É um processo; as coisas vão continuando; elas não param num determinado momento. Elas têm um prosseguimento. Vou procurar me referir a esses pontos. São, digamos, alguns pontos críticos, que acho mais interessante do que estar aqui, para os senhores e as senhoras, fazendo um grande relatório. Vamos ver, então, a alegação de que a política externa é mero espalhafato, que ela não traz resultados, não tem nenhum sentido. Quero dizer uma coisa: você não pode reduzir política a números. Queria fazer essa ressalva porque vou falar muito de números agora. Quando o Brasil se posiciona, como se posicionou em relação à Guerra do Iraque, por exemplo, isso é um fato importante, que corresponde ao sentimento do povo brasileiro. E quando é feito com coragem, com altivez, sem confrontação, acho que a nossa credibilidade no mundo aumenta em vez de diminuir, porque todos os nossos interlocutores só respeitam as pessoas que se respeitam. Em todos setores da vida é assim e na política externa não é diferente. Vamos aos números. Fala-se muito, e com freqüência, que um dos ganhos indiscutíveis ligados à política econômica é a política de comércio exterior e o crescimento das exportações brasileiras, que diminui a vulnerabilidade externa. Isso, creio, é compartilhado amplamente pelos analistas econômicos. E é claro que isso não se deve ao esforço isolado do Itamaraty – longe de mim dizer isso –, deve-se, certamente, aos empresários brasileiros, que aprenderam a ser exportadores e sabem vender, e não apenas comprar, como freqüentemente ocorria no passado. Deve-se, também, a outros ministérios dentro do governo, à contribuição de muitos dos estados, que hoje em dia têm missões freqüentes – estamos apoiando, por exemplo, uma missão do Ceará à África. Quero dizer para os senhores o seguinte: a política externa tem alguma coisa a ver com isso, porque se o conjunto de nossas exportações aumentou mais ou menos 30% no ano passado – um pouco menos, por volta de 20 a 30% – as nossas exportações para os países em desenvolvimento aumentaram cerca de 50%, com pequenas variações.

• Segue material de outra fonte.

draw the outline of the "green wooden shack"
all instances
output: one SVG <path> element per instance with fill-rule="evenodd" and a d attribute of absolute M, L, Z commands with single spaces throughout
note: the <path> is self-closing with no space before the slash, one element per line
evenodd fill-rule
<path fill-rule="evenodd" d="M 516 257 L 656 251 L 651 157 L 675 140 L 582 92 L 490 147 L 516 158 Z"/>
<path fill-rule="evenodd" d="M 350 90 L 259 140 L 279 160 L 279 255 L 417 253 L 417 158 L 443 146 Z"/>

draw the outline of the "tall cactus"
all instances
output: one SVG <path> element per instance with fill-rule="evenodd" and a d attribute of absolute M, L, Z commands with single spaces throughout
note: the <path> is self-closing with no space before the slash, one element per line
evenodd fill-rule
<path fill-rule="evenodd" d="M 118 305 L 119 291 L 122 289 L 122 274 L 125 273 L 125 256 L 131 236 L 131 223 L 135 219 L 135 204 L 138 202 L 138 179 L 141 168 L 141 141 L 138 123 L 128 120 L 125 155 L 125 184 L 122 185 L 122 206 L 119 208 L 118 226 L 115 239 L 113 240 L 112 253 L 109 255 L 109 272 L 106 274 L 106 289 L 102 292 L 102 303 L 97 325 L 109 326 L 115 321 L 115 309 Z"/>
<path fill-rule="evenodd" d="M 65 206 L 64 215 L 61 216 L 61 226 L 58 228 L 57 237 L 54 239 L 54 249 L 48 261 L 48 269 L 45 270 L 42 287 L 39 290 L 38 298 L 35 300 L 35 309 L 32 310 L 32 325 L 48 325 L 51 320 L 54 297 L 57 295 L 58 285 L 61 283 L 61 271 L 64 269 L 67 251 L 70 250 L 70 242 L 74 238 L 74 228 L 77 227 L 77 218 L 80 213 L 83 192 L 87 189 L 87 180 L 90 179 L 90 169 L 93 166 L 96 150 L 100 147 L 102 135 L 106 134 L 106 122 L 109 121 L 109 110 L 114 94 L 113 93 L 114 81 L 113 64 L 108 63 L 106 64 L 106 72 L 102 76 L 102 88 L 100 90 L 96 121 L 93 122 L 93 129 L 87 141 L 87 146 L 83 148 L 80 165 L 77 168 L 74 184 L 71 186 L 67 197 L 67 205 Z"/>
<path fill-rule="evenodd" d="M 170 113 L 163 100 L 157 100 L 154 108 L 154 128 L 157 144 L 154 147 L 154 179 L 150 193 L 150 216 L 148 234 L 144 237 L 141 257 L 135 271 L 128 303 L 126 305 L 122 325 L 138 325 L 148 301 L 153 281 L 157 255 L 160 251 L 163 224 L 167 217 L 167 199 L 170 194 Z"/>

No caso da América do Sul, por exemplo, aumentou 57% em 2004 em relação a 2003. À Argentina – falam tanto que o Brasil cede à Argentina –nossas exportações bateram recorde no ano passado e novamente vão bater recorde neste ano. E recorde é recorde, então não é possível dizer, como me foi dito uma vez numa reunião, “Ah não, o aumento é muito grande porque partiu de uma base baixa”. Não, a base não é baixa, a base é alta. E bateu recorde no ano passado e vai bater recorde de novo neste ano. O valor de nossas exportações para a Argentina vai chegar perto de US$ 10 bilhões. As nossas exportações para a América do Sul, exclusivamente, chegam a 18%, mais ou menos. As exportações para os EUA estão hoje um pouco abaixo de 19%. Isso em relação à América do Sul. Se nós tomarmos a América Latina em seu conjunto, as exportações somam mais do que as exportações para os EUA, e são praticamente iguais às exportações para a União Européia. E provavelmente serão maiores. Estou falando na América Latina, depois vou citar outros exemplos. Agora, vejam bem, isso tudo é num contexto de aumento das exportações, porque as pessoas, às vezes, afirmam: “Não, mas o governo Lula não deu atenção aos EUA”. Só que nossas exportações para os EUA cresceram mais nos primeiros dois anos e meio do governo Lula, cresceram o dobro, do que elas cresceram em todo primeiro período do governo Fernando Henrique. Não estou fazendo julgamento de valor, estou apenas procurando mostrar que as idéias de que não estaríamos crescendo e não estaríamos dando atenção aos EUA são totalmente falsas, porque nossas exportações nunca cresceram tanto – 20% em um ano e 20% no outro, o que é um crescimento de mais de 40% porque são juros propostos em dois anos. Se isso é pouco, sinceramente, me surpreendo. Dessa forma, temos uma participação crescente de países em desenvolvimento, num conjunto que é também crescente, só que, com os países em desenvolvimento crescendo mais. De maneira totalmente casual, estava olhando a lista dos 31 mercados para onde o Brasil mais exportou nos últimos seis meses e havia uma comparação, que já estava no quadro, entre o que tinha crescido entre janeiro e junho deste ano e janeiro e junho de 2004.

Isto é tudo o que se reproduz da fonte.